Search      Hot    Newest Novel
HOME > Classical Novels > An Ocean Tragedy > CHAPTER XIV. MUFFIN GOES FORWARD.
Font Size:【Large】【Middle】【Small】 Add Bookmark  
CHAPTER XIV. MUFFIN GOES FORWARD.
I rose next morning shortly after seven, bathed and went to the cabin for a cup of coffee. I could see through the skylight that it was a fine day. The air showed a bright blue against the glass, and a rich tremble of sunlight was on the thick crystal of every weather porthole, the glory rippling with the reflective throbbing and running of the sea, as it broke upon the polished panels abreast or flashed in the confronting mirrors.
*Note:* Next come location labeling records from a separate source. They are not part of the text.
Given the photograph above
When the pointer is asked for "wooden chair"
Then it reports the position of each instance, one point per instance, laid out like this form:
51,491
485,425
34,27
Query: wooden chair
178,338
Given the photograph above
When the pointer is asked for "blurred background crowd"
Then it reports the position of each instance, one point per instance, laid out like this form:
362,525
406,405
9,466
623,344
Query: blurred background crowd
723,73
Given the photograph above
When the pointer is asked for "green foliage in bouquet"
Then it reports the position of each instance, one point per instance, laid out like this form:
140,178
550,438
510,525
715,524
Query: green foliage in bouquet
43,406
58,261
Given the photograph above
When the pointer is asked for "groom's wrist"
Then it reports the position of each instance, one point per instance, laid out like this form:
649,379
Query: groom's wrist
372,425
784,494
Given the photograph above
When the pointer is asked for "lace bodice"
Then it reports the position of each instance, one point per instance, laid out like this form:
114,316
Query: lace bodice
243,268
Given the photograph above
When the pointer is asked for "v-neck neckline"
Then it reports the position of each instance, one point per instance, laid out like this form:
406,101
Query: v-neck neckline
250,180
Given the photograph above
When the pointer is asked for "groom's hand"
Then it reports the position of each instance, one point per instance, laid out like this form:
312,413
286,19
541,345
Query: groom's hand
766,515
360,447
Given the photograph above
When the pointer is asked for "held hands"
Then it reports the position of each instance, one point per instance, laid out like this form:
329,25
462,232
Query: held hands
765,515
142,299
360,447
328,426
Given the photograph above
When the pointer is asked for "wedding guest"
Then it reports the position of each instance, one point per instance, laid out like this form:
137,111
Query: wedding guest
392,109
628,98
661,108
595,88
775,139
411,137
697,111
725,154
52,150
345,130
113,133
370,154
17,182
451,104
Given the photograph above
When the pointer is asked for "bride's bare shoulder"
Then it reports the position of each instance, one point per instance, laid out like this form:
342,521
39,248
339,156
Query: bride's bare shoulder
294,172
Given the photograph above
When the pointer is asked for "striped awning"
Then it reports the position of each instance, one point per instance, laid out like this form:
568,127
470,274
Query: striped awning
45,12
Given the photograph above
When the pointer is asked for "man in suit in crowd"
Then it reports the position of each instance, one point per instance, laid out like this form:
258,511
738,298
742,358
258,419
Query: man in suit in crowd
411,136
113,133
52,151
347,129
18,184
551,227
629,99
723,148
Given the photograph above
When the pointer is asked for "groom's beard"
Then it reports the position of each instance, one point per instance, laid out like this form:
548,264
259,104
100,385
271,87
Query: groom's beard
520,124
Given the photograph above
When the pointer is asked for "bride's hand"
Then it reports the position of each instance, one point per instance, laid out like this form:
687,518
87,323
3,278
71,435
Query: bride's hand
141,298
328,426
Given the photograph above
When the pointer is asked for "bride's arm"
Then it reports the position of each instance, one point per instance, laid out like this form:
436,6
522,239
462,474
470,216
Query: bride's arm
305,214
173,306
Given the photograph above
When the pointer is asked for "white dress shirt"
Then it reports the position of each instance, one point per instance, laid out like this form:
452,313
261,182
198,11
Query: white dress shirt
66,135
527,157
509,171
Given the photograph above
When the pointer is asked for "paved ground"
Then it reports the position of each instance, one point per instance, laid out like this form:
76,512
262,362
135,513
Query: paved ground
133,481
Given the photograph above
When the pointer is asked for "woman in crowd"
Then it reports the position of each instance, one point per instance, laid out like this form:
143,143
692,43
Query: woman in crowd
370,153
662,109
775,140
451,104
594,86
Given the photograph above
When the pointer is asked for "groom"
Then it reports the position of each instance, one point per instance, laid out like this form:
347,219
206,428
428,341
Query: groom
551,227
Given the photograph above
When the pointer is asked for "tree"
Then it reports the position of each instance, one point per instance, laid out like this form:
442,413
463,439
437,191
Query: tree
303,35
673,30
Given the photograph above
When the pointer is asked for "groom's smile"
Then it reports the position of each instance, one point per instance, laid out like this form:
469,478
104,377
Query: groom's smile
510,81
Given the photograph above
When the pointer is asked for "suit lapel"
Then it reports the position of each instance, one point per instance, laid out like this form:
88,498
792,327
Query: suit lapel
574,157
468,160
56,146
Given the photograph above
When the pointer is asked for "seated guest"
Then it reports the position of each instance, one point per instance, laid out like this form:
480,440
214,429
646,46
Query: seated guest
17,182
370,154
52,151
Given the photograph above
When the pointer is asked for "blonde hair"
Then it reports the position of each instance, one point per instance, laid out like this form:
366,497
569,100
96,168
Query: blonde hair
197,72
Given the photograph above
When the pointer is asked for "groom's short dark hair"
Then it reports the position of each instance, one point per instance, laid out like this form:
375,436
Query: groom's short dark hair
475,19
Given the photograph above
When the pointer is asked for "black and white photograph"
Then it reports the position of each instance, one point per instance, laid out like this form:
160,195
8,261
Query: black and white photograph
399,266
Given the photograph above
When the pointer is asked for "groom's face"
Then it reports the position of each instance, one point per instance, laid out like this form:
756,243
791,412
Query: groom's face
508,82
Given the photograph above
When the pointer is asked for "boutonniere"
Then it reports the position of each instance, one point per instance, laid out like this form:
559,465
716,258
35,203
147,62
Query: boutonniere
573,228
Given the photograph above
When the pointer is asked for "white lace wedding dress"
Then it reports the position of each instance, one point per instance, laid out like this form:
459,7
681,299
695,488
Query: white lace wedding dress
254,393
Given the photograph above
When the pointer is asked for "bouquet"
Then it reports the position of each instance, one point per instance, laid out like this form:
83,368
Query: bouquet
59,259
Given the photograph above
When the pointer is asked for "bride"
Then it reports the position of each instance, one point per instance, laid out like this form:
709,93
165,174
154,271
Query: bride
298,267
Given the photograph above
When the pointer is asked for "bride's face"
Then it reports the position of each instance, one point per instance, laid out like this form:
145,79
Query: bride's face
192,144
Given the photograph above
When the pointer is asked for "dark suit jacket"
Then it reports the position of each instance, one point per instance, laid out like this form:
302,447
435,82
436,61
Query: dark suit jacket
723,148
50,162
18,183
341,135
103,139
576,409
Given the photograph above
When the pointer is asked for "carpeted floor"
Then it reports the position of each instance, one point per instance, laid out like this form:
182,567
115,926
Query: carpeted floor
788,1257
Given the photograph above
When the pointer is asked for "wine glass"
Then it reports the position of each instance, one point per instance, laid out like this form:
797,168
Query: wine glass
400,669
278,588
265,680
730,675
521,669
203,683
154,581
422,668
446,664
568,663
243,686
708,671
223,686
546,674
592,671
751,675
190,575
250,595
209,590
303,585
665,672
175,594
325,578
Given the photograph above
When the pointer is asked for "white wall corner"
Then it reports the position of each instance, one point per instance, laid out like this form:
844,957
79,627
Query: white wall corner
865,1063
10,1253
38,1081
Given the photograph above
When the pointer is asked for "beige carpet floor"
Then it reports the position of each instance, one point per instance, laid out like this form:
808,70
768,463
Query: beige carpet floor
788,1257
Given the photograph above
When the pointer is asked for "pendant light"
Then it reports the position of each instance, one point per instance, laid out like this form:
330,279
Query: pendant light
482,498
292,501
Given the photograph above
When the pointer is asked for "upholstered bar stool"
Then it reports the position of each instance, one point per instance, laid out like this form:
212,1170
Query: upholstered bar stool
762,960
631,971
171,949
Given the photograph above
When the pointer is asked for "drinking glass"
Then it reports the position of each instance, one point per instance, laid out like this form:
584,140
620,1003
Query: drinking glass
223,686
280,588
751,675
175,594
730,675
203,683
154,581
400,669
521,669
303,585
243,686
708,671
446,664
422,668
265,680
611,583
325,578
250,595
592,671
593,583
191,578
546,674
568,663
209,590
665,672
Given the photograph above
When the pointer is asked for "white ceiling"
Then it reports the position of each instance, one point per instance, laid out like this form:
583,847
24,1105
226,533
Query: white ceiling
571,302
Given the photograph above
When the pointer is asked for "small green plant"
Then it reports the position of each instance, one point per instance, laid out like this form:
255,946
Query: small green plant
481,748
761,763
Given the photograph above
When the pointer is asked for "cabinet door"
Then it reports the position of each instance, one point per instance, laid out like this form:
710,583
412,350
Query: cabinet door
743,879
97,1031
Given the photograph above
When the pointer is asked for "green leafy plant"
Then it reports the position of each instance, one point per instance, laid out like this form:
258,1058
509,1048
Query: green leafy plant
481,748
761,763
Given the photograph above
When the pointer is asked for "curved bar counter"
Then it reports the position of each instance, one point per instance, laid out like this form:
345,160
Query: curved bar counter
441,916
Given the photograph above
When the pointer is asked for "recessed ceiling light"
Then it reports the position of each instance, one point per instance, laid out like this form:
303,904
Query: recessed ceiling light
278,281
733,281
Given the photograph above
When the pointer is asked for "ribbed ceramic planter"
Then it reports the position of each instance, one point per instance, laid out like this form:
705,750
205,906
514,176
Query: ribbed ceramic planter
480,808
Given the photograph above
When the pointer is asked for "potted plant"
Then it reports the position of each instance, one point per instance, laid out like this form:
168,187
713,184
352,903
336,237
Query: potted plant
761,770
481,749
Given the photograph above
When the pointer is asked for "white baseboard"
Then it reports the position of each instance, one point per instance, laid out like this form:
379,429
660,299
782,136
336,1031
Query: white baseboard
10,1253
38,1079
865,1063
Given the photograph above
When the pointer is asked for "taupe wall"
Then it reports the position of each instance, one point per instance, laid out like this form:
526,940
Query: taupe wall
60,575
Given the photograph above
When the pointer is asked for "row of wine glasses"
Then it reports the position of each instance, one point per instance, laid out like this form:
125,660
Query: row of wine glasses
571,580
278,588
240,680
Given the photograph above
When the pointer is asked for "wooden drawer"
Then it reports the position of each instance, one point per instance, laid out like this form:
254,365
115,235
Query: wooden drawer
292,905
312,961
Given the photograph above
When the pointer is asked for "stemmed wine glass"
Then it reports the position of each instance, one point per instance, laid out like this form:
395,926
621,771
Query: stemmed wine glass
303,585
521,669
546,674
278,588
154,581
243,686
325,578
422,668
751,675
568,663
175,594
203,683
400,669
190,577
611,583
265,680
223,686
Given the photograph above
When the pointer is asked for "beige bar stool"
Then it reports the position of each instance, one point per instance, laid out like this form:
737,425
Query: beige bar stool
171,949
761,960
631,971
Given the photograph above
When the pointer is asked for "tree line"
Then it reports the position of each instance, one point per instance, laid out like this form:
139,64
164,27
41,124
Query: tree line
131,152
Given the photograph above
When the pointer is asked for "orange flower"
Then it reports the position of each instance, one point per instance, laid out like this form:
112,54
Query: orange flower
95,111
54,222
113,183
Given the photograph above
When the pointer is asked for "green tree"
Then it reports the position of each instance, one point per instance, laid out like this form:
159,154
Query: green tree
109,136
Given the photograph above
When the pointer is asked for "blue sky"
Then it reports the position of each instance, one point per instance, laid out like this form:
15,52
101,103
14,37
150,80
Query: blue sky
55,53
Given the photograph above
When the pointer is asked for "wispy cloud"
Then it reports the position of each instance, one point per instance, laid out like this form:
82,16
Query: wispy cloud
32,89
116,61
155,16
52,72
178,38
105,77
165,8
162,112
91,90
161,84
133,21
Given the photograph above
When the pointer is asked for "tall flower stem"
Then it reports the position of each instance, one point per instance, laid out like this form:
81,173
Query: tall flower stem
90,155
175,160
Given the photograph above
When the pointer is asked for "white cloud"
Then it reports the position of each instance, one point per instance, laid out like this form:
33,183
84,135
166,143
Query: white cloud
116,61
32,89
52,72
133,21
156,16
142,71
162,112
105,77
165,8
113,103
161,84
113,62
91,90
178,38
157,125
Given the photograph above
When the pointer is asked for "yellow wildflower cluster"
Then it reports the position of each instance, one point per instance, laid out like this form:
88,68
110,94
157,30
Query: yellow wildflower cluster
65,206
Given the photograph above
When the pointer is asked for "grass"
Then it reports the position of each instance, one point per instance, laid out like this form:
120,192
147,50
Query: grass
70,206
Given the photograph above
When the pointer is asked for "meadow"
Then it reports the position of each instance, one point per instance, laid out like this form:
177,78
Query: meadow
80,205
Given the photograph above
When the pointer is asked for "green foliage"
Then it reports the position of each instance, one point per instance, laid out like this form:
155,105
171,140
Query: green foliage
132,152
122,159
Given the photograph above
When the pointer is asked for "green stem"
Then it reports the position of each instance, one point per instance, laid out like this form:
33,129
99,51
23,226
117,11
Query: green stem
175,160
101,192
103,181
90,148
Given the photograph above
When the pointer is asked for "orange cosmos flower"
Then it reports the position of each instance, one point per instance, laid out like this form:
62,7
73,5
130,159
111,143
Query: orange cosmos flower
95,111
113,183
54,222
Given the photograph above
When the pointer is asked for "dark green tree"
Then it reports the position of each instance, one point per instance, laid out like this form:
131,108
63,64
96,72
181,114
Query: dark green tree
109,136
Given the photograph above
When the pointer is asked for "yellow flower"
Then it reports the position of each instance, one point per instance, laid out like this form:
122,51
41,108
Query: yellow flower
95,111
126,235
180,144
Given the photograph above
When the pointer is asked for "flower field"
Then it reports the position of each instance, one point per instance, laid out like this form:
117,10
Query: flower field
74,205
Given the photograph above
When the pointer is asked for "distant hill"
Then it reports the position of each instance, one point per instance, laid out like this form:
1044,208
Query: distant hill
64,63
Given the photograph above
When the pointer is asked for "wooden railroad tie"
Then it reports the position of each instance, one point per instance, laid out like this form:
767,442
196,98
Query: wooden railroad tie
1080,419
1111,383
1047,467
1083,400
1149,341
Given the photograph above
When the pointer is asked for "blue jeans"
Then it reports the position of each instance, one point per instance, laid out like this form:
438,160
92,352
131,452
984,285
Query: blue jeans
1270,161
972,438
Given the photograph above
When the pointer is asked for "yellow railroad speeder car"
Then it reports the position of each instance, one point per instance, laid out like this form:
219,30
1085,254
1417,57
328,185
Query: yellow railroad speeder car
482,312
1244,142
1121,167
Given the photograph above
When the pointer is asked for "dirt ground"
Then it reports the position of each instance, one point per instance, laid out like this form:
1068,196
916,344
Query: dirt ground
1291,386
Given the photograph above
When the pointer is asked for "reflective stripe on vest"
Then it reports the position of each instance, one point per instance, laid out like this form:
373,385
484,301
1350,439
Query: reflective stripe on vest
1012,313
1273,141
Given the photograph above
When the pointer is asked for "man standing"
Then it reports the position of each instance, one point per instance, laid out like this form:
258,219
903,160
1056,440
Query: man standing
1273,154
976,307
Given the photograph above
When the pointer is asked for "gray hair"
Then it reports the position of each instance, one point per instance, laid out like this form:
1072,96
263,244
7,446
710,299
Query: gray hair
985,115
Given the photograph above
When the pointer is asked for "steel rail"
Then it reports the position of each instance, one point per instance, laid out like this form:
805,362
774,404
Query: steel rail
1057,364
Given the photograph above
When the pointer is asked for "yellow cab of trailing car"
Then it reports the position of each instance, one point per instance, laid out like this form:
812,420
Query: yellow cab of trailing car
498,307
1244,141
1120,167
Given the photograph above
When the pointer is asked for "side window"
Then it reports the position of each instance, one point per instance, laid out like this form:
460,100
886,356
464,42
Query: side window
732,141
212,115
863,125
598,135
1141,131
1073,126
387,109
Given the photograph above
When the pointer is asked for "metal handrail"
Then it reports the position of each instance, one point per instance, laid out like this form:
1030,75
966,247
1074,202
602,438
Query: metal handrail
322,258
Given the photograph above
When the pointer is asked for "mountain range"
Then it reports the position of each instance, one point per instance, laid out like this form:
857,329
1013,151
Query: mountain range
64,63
The ocean was quiet too; the heave of the yacht was gentle, though the heel of her gave assurance of a breeze of wind. The two stewards were busy in the cabin. I knew that Finn would have the forenoon watch, since Crimp had had charge from eight to midnight, and I called to the head steward to know if the captain was about.

‘Not yet, sir, I believe.’

‘Take my compliments to him, and say I should like to see him at once, if possible—here, in the cabin, I mean.’

Whilst I waited, Muffin, hearing my voice, came from his berth. I watched him out of the corner of my eyes; he slowly advanced in a sort of writhing way, making many grimaces as he approached, as if in the throes of rehearsing a speech, and presently stood before me, first casting a look at the second steward who was polishing a looking-glass, and then clasping his hands before him and hanging his head.

‘Mr. Monson, I ’umbly ask your pardon, sir. May I beg that out of your kind ’art you will overlook my doings last night? Sir, I do not find myself partial to the hocean, and my desire is to return ’ome, sir. I meant no ’arm. I would not wrong an ’air of Sir Wilfrid’s ’ed. My five years’ character from the Right Honourable the Lord Sandown speaks to my morals, sir. I am sincerely remorseful, Mr. Monson, and trust to be made ’appy by your forgiving me, sir.’

I listened to what he had to say, and then exclaimed, ‘My forgiveness has nothing to do with the matter. You are not a person fit to wait upon Sir Wilfrid Monson, and—but I shall have something to tell you a little later on. Meanwhile, you can go.’

He said unctuously, ‘Am I to take Sir Wilfrid his ’ot water as usual, sir?’

‘Yes,’ I said, ‘continue to wait on him.’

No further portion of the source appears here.